The low-velocity zone beneath the Yellowstone caldera has been interpreted by several workers as a mantle plume extending into the lower mantle. Plate motion studies place the plume axis in the region of northern Nevada and SE Oregon at ~17-16 Ma. This age is contemporaneous with four major events: (1) initiation of Columbia River flood-basalt volcanism at 16.7 Ma, (2) early magmatism along the northern Nevada rift at 16.5 Ma, (3) initial rhyolite eruptions at the western end of the Snake River Plain hotspot track at 16.5 Ma, and (4) the initiation of large-scale extension in the northern and central Basin and Range at ~17-16 Ma.

This initial, short-lived burst (16.7-15 Ma) of magmatism was concentrated along the Nevada-Columbia Basin magmatic belt (NCMB), a linear zone of dikes, mid-crustal intrusions, and volcanic centers that extends for >1000 km, from southern Nevada to the Columbia Basin of eastern Washington.

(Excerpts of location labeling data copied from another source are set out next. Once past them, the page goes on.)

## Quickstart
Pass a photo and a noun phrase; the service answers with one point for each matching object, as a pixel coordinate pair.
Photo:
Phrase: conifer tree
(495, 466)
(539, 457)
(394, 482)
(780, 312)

Dike orientation along the belt suggests an apparent extension direction of 245-250o, but this trend lies oblique to the regional extension direction of 280-300o during coeval Basin and Range faulting (e.g., Colgan, 2013). These magmatic trends are not controlled by regional stress, but rather by magma overpressure and forceful dike injection with an orientation inherited from a deeper process in the sublithospheric mantle. The NCMB appears to be the surface expression of an elongated melt zone attributed to ascent of the Yellowstone plume through a propagating fracture in the Juan de Fuca plate. The broken remnant of the plate resides east of the magmatic belt at 300-600 km beneath eastern Nevada and western Utah.

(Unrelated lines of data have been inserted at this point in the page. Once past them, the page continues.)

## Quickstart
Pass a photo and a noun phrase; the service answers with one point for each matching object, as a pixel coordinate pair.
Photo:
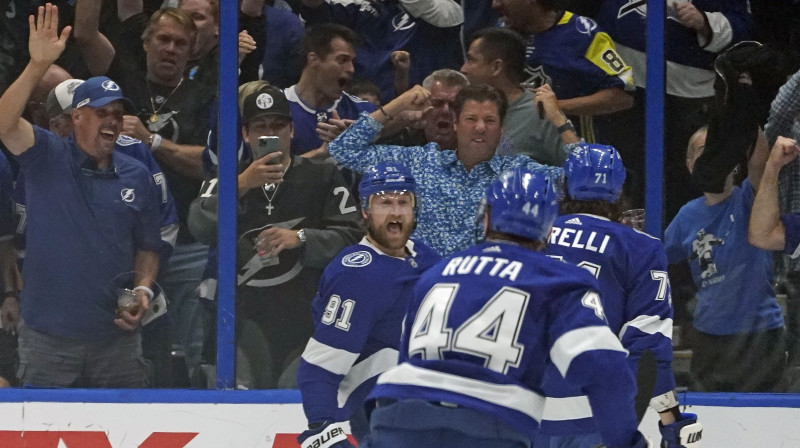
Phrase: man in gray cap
(295, 216)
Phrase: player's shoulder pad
(357, 258)
(641, 232)
(124, 140)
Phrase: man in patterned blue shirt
(451, 183)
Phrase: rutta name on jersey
(483, 265)
(578, 239)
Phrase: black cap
(266, 102)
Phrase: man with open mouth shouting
(359, 308)
(92, 218)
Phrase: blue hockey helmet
(594, 172)
(522, 203)
(385, 177)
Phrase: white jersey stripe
(575, 342)
(506, 395)
(332, 359)
(649, 325)
(374, 365)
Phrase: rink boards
(271, 419)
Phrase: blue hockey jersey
(383, 27)
(626, 22)
(358, 312)
(483, 324)
(305, 118)
(631, 269)
(576, 59)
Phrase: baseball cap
(59, 100)
(97, 92)
(269, 101)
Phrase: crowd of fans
(106, 87)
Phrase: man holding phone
(294, 217)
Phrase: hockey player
(631, 269)
(359, 308)
(483, 323)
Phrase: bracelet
(154, 142)
(389, 117)
(145, 289)
(568, 126)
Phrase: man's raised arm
(45, 46)
(766, 229)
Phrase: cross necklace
(274, 189)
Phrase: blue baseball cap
(97, 92)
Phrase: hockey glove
(326, 435)
(685, 433)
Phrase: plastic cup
(127, 301)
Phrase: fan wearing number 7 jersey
(483, 324)
(359, 309)
(631, 269)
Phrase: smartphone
(267, 145)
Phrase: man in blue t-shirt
(482, 325)
(737, 334)
(318, 96)
(93, 219)
(359, 307)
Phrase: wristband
(664, 402)
(568, 126)
(145, 289)
(389, 117)
(154, 142)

The southern half of mantle upwelling was emplaced beneath cratonic lithosphere with an elevated surface derived from an earlier period of crustal thickening. Having high gravitational potential energy with an increasing magnitude of intercontinental shear stress to the south, the high Nevadaplano was primed for collapse at the time of plume arrival. Plume impingement resulted in advective thermal weakening of the lithosphere, mantle traction and added buoyancy to the northern and central Basin and Range. Multiple forces were involved in crustal stretching, but plume impingement was the catalyst for the abrupt initiation of mid-Miocene extension leading to widespread collapse of the Nevadaplano.